Highlights & Insights

  • The first community-driven evaluation platform for non-verifiable scientific literature tasks; awarded NeurIPS Spotlight, filling a critical gap in this evaluation landscape.
  • Successfully transfers the Chatbot Arena paradigm to the scientific literature domain, validating the feasibility and effectiveness of community-driven evaluation in a specialized vertical domain.
  • SciArena-Eval quantifies the shortcomings of automated evaluation methods, providing a clear improvement direction and baseline for subsequent research.
  • Represents an infrastructure-level contribution whose value will continue to grow as the community expands and data accumulate.
  • Covers diverse scientific task types (literature QA, review synthesis, hypothesis evaluation, etc.), with task designs closely aligned with real-world research needs.

Limitations & Future Work

  • Voting quality depends on researchers' willingness to participate and their level of expertise, which may result in uneven coverage across scientific disciplines.
  • Pairwise comparison cannot directly yield absolute capability scores for specific sub-tasks; only relative rankings are produced.
  • The evaluation requirements differ substantially across sub-tasks (e.g., QA vs. review generation), making a single unified ranking system difficult to generalize.
  • Future work should explore combining citation verification and fact-checking methods to improve the reliability of automated evaluation.
  • Coverage is currently limited primarily to English-language scientific literature; multilingual extension and participation from non-English academic communities remain a challenge.
  • The disciplinary background of voters may affect the fairness of judgments on interdisciplinary task responses.
  • As the number of participating models grows, the number of vote pairs available per model may be diluted, potentially reducing ranking precision.
  • Chatbot Arena: The general-purpose dialogue evaluation platform and direct inspiration for this work, demonstrating the scalability and reliability of community voting-based evaluation.
  • LLM-as-judge (e.g., MT-Bench): SciArena-Eval directly benchmarks the reliability of such methods in the scientific literature domain, revealing substantial room for improvement.
  • MMLU / SciQ and similar science benchmarks: Traditional closed-set evaluation benchmarks that cannot assess model capabilities on open-ended scientific literature tasks.
  • Semantic Scholar / OpenReview: Academic literature platforms upon which SciArena's model evaluation is built.
  • Insight: The core difficulty in scientific literature evaluation lies in its non-verifiability — there is no single correct answer.

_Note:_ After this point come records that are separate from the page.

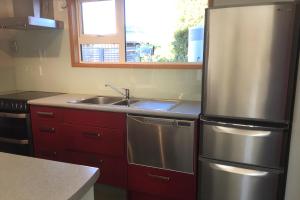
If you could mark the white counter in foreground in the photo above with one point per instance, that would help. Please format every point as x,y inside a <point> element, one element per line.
<point>26,178</point>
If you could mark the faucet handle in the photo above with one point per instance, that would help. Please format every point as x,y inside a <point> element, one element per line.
<point>127,93</point>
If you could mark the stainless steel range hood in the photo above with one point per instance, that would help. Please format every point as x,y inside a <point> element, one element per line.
<point>29,14</point>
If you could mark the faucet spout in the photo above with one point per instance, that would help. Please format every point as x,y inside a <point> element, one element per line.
<point>125,94</point>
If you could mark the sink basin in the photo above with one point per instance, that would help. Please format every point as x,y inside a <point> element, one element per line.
<point>126,102</point>
<point>101,100</point>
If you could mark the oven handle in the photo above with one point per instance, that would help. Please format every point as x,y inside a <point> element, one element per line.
<point>13,115</point>
<point>13,141</point>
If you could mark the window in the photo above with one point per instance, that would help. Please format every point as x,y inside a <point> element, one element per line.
<point>137,33</point>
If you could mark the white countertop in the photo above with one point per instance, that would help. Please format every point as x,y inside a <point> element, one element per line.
<point>26,178</point>
<point>184,109</point>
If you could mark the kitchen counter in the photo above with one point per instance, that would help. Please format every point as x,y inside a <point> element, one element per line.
<point>184,109</point>
<point>26,178</point>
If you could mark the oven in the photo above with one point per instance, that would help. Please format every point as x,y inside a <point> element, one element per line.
<point>15,125</point>
<point>15,133</point>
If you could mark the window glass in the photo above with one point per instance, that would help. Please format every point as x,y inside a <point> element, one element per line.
<point>100,53</point>
<point>164,30</point>
<point>98,17</point>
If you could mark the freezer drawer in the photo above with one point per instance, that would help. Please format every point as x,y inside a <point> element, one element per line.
<point>247,73</point>
<point>225,182</point>
<point>261,146</point>
<point>161,143</point>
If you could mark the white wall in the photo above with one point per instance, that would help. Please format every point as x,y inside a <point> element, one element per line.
<point>7,70</point>
<point>293,179</point>
<point>239,2</point>
<point>43,63</point>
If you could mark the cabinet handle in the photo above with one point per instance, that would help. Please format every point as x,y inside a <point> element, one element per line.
<point>92,134</point>
<point>46,114</point>
<point>47,130</point>
<point>164,178</point>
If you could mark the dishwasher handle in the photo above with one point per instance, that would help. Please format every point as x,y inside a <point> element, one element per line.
<point>162,121</point>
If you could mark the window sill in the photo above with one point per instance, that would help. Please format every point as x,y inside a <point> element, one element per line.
<point>140,65</point>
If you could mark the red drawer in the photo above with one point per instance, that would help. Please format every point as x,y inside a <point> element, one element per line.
<point>112,170</point>
<point>162,183</point>
<point>94,140</point>
<point>49,154</point>
<point>96,118</point>
<point>46,135</point>
<point>143,196</point>
<point>46,113</point>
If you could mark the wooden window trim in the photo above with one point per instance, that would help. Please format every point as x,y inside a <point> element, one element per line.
<point>75,51</point>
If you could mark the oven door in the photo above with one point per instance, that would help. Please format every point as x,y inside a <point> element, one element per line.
<point>15,134</point>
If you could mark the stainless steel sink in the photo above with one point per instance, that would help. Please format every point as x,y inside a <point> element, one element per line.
<point>101,100</point>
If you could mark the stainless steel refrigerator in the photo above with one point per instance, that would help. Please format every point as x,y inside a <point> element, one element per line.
<point>251,57</point>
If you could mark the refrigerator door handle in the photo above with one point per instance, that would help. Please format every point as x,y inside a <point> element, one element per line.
<point>237,170</point>
<point>253,127</point>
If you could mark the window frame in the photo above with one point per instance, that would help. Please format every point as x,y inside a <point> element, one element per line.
<point>75,39</point>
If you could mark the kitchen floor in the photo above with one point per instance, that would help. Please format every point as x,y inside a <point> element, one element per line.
<point>104,192</point>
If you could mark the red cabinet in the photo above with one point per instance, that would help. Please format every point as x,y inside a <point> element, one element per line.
<point>83,137</point>
<point>98,139</point>
<point>112,170</point>
<point>46,128</point>
<point>94,140</point>
<point>162,184</point>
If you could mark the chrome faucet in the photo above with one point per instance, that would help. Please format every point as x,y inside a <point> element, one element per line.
<point>125,94</point>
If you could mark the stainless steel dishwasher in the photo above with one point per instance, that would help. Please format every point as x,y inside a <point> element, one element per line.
<point>161,143</point>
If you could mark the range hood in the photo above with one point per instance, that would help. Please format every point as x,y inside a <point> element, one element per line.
<point>29,14</point>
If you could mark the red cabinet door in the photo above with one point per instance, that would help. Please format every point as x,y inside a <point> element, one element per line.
<point>49,154</point>
<point>94,140</point>
<point>46,135</point>
<point>142,196</point>
<point>44,113</point>
<point>96,118</point>
<point>112,170</point>
<point>162,183</point>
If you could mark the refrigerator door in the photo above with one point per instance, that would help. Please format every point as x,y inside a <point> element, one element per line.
<point>247,62</point>
<point>225,182</point>
<point>255,145</point>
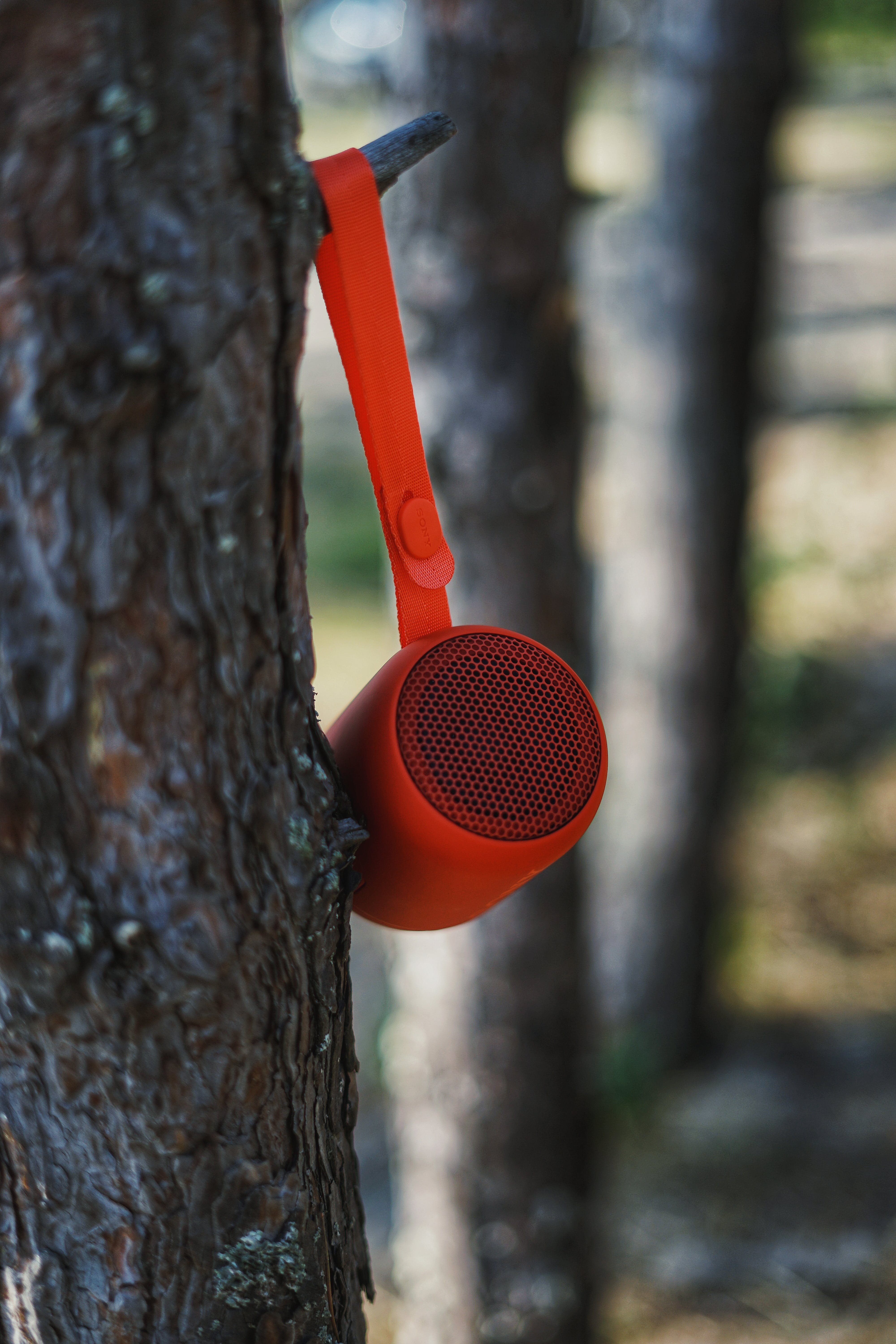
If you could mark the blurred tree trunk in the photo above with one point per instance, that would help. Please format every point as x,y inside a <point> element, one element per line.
<point>177,1061</point>
<point>484,292</point>
<point>674,291</point>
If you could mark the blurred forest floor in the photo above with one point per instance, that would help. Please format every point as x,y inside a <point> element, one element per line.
<point>753,1200</point>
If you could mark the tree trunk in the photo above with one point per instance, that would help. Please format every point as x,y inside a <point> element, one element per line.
<point>483,283</point>
<point>676,310</point>
<point>177,1061</point>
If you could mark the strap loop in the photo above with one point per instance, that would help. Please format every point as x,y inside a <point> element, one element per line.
<point>357,279</point>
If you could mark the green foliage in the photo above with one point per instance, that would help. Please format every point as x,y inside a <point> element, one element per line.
<point>345,541</point>
<point>860,17</point>
<point>629,1070</point>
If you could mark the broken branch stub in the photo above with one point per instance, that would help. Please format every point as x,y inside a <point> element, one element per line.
<point>402,149</point>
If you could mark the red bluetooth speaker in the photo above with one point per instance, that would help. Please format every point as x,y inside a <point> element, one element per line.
<point>476,757</point>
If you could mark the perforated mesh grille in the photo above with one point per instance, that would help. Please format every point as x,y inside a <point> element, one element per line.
<point>499,737</point>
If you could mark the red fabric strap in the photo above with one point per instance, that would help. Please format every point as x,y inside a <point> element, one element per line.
<point>357,279</point>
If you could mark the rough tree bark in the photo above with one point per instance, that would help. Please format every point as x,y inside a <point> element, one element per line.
<point>177,1062</point>
<point>483,286</point>
<point>674,295</point>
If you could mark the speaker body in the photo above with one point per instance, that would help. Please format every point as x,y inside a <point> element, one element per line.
<point>476,759</point>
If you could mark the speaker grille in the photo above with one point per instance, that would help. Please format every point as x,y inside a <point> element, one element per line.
<point>499,737</point>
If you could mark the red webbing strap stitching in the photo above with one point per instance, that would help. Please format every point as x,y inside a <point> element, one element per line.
<point>357,279</point>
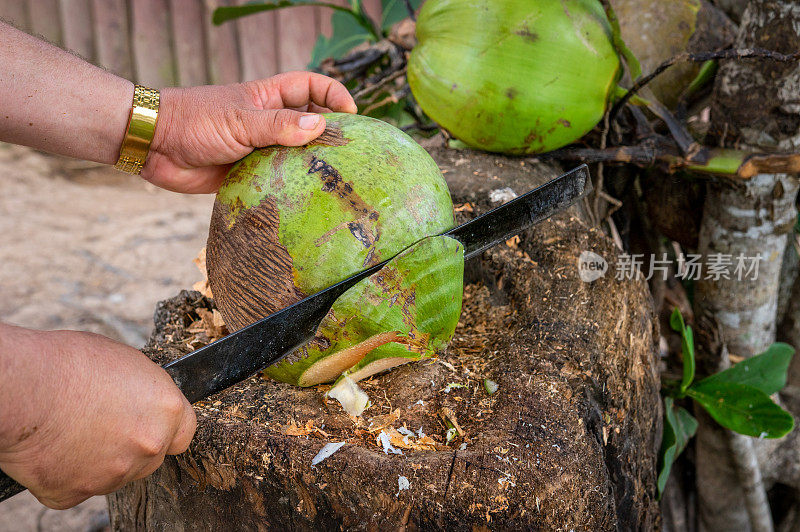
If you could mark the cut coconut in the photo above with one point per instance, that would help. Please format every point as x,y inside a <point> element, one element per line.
<point>406,311</point>
<point>290,221</point>
<point>331,367</point>
<point>352,398</point>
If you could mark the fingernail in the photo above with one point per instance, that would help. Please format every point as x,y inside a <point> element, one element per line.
<point>309,121</point>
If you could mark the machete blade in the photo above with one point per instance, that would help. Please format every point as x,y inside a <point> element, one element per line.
<point>238,356</point>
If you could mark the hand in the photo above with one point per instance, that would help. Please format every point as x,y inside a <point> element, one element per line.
<point>83,415</point>
<point>202,130</point>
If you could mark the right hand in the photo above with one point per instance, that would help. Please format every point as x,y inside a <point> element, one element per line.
<point>83,415</point>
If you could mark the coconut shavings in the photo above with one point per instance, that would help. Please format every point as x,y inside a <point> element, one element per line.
<point>502,195</point>
<point>402,484</point>
<point>326,451</point>
<point>352,398</point>
<point>386,442</point>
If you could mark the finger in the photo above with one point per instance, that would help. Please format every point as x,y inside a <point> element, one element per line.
<point>314,108</point>
<point>185,432</point>
<point>299,88</point>
<point>61,503</point>
<point>311,108</point>
<point>282,126</point>
<point>163,173</point>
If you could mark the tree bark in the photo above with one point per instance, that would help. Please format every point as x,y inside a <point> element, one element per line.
<point>568,441</point>
<point>754,104</point>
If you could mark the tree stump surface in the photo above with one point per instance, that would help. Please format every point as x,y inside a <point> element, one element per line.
<point>568,441</point>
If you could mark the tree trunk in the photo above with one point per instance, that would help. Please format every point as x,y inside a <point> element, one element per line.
<point>568,441</point>
<point>755,103</point>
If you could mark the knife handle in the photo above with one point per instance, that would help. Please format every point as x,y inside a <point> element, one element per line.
<point>9,487</point>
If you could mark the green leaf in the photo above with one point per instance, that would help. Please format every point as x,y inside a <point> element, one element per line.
<point>226,13</point>
<point>766,371</point>
<point>687,346</point>
<point>347,33</point>
<point>394,11</point>
<point>679,427</point>
<point>743,409</point>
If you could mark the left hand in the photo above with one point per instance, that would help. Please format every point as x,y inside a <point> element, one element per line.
<point>201,131</point>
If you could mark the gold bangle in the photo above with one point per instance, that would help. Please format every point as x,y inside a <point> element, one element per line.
<point>141,126</point>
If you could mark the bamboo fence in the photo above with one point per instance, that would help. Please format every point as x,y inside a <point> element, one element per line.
<point>162,43</point>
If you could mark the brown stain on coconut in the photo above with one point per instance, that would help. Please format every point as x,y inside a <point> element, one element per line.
<point>366,226</point>
<point>259,295</point>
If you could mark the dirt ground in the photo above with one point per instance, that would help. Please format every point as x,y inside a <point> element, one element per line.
<point>85,247</point>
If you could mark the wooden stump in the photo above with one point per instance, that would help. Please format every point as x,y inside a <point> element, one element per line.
<point>568,441</point>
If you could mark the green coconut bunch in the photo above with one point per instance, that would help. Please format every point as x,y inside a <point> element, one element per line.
<point>514,76</point>
<point>290,221</point>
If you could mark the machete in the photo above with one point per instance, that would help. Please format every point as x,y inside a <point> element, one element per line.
<point>240,355</point>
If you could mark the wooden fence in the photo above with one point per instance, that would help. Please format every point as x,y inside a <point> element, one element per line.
<point>172,42</point>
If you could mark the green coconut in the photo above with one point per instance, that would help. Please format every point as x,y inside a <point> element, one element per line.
<point>407,311</point>
<point>514,76</point>
<point>290,221</point>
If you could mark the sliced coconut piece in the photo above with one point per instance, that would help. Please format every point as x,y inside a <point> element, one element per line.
<point>326,451</point>
<point>331,367</point>
<point>352,398</point>
<point>406,311</point>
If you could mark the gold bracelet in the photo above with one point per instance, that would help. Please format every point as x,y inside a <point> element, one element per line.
<point>141,126</point>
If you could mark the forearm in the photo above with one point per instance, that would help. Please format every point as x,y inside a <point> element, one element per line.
<point>21,369</point>
<point>57,102</point>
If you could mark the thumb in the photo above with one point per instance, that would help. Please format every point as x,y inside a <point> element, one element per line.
<point>185,430</point>
<point>281,126</point>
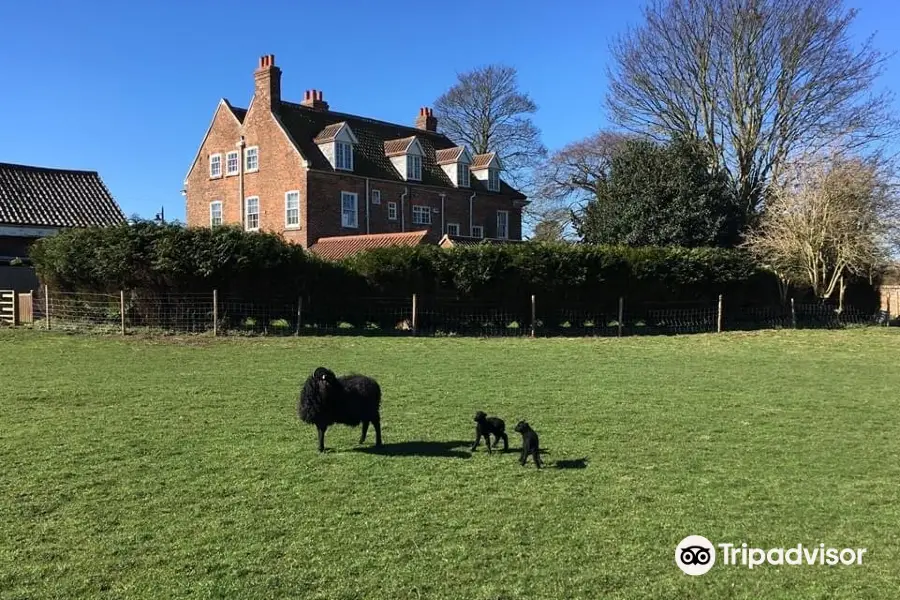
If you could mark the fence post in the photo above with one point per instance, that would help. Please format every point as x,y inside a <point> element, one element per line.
<point>122,308</point>
<point>47,305</point>
<point>621,314</point>
<point>299,312</point>
<point>533,316</point>
<point>719,319</point>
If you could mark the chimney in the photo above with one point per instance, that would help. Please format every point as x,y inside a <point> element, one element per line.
<point>268,83</point>
<point>426,120</point>
<point>313,99</point>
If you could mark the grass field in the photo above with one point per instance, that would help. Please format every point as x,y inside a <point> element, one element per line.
<point>176,468</point>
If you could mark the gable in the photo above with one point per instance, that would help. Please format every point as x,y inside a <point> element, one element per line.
<point>238,114</point>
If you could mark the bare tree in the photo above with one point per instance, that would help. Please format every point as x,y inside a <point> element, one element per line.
<point>827,217</point>
<point>486,111</point>
<point>760,81</point>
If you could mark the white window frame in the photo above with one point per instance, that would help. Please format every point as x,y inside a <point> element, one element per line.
<point>215,159</point>
<point>505,221</point>
<point>234,154</point>
<point>247,155</point>
<point>344,149</point>
<point>463,175</point>
<point>248,214</point>
<point>424,214</point>
<point>414,167</point>
<point>288,210</point>
<point>494,180</point>
<point>345,212</point>
<point>212,205</point>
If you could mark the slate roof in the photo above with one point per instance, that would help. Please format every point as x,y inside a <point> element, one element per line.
<point>481,161</point>
<point>304,124</point>
<point>448,155</point>
<point>45,197</point>
<point>342,246</point>
<point>461,240</point>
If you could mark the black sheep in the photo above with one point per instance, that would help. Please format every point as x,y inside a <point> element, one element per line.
<point>349,400</point>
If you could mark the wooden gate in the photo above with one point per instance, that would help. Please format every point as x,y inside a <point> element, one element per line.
<point>8,307</point>
<point>16,309</point>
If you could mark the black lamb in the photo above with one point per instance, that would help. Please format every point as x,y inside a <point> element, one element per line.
<point>349,400</point>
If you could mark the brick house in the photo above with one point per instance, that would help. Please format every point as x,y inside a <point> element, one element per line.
<point>306,172</point>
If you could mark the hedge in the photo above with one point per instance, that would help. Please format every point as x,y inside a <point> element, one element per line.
<point>260,267</point>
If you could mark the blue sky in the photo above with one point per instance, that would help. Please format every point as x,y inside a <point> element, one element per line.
<point>128,89</point>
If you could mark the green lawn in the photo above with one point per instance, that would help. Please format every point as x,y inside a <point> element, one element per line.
<point>176,468</point>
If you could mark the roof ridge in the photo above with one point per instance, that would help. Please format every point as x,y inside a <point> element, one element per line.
<point>369,236</point>
<point>412,128</point>
<point>53,169</point>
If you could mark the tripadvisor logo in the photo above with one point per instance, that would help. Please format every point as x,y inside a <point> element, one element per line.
<point>696,555</point>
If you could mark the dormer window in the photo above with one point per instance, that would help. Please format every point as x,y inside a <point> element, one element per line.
<point>414,167</point>
<point>343,156</point>
<point>407,156</point>
<point>336,142</point>
<point>455,163</point>
<point>462,175</point>
<point>486,168</point>
<point>494,180</point>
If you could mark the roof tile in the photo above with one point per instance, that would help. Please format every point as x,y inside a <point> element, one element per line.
<point>47,197</point>
<point>342,246</point>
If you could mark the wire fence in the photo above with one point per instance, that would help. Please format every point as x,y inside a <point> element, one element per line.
<point>208,313</point>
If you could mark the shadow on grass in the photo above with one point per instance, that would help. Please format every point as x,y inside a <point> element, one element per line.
<point>420,448</point>
<point>575,463</point>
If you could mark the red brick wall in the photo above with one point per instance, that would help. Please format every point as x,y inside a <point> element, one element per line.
<point>201,190</point>
<point>324,199</point>
<point>279,171</point>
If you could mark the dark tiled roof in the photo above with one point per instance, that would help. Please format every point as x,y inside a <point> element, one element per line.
<point>481,161</point>
<point>342,246</point>
<point>304,124</point>
<point>329,133</point>
<point>398,147</point>
<point>462,240</point>
<point>448,155</point>
<point>55,198</point>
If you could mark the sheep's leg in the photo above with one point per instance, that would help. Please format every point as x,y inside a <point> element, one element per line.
<point>362,438</point>
<point>322,429</point>
<point>376,423</point>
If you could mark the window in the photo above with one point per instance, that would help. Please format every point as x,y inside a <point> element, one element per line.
<point>251,162</point>
<point>292,209</point>
<point>231,163</point>
<point>215,165</point>
<point>462,175</point>
<point>493,180</point>
<point>252,221</point>
<point>502,224</point>
<point>421,215</point>
<point>343,156</point>
<point>215,213</point>
<point>414,167</point>
<point>348,210</point>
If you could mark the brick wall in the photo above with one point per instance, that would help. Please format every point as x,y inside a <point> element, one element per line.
<point>324,201</point>
<point>279,171</point>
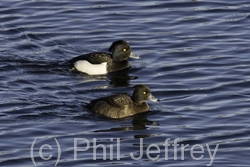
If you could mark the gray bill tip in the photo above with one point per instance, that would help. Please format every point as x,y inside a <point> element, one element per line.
<point>134,56</point>
<point>152,98</point>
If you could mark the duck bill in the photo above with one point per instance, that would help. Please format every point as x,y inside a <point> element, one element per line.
<point>134,56</point>
<point>152,98</point>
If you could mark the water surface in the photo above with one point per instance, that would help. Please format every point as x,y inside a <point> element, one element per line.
<point>195,58</point>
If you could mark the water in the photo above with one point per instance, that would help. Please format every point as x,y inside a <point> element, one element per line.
<point>195,58</point>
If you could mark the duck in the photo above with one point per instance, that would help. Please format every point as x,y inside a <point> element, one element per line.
<point>123,105</point>
<point>101,63</point>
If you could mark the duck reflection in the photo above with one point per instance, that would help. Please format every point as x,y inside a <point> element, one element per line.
<point>139,122</point>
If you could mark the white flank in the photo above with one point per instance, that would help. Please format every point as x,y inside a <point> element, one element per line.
<point>91,69</point>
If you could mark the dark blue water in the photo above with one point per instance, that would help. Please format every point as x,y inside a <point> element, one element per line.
<point>195,58</point>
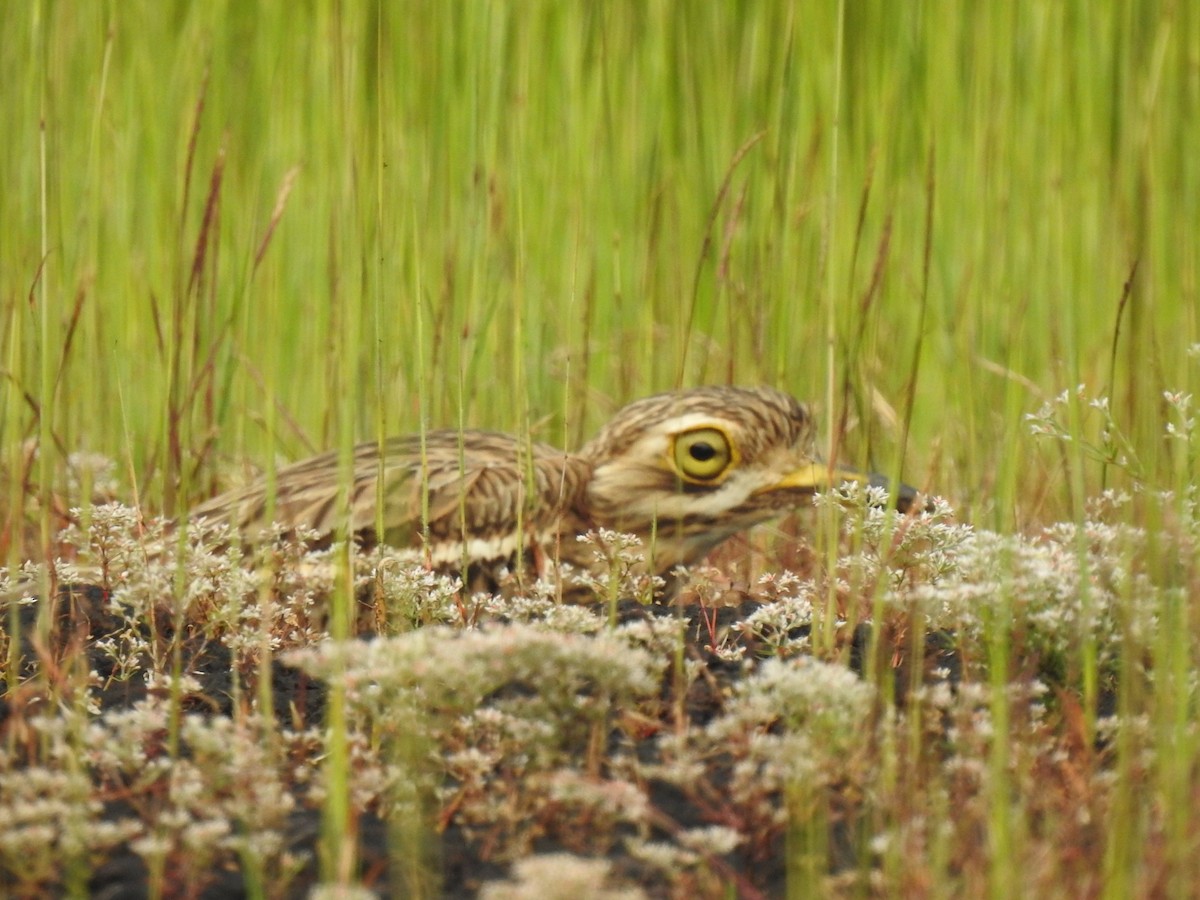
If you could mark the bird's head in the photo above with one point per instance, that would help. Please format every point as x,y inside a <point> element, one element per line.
<point>694,467</point>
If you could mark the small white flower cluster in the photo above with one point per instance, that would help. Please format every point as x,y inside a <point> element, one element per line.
<point>622,559</point>
<point>559,876</point>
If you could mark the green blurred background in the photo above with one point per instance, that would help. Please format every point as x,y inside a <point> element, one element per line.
<point>246,232</point>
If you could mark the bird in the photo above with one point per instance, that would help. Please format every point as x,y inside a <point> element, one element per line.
<point>682,471</point>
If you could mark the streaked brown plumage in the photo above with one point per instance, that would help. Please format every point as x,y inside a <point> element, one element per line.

This challenge is equally present in code review, medical diagnosis, legal reasoning, and other domains; SciArena's platform-based approach thus has broader transferability.

Rating

  • Novelty: ⭐⭐⭐⭐ — First community-driven evaluation platform for scientific literature tasks, filling an important gap.
  • Experimental Thoroughness: ⭐⭐⭐ — Considerable scale (47 models / 20K+ votes), though in-depth analysis of detailed rankings and meta-evaluation is limited by available paper information.
  • Writing Quality: ⭐⭐⭐⭐ — Problem definition is clear, platform design is well-motivated, and the rationale is thoroughly articulated.
  • Value: ⭐⭐⭐⭐⭐ — An infrastructure-level contribution; NeurIPS Spotlight; with long-term impact on the scientific literature evaluation community.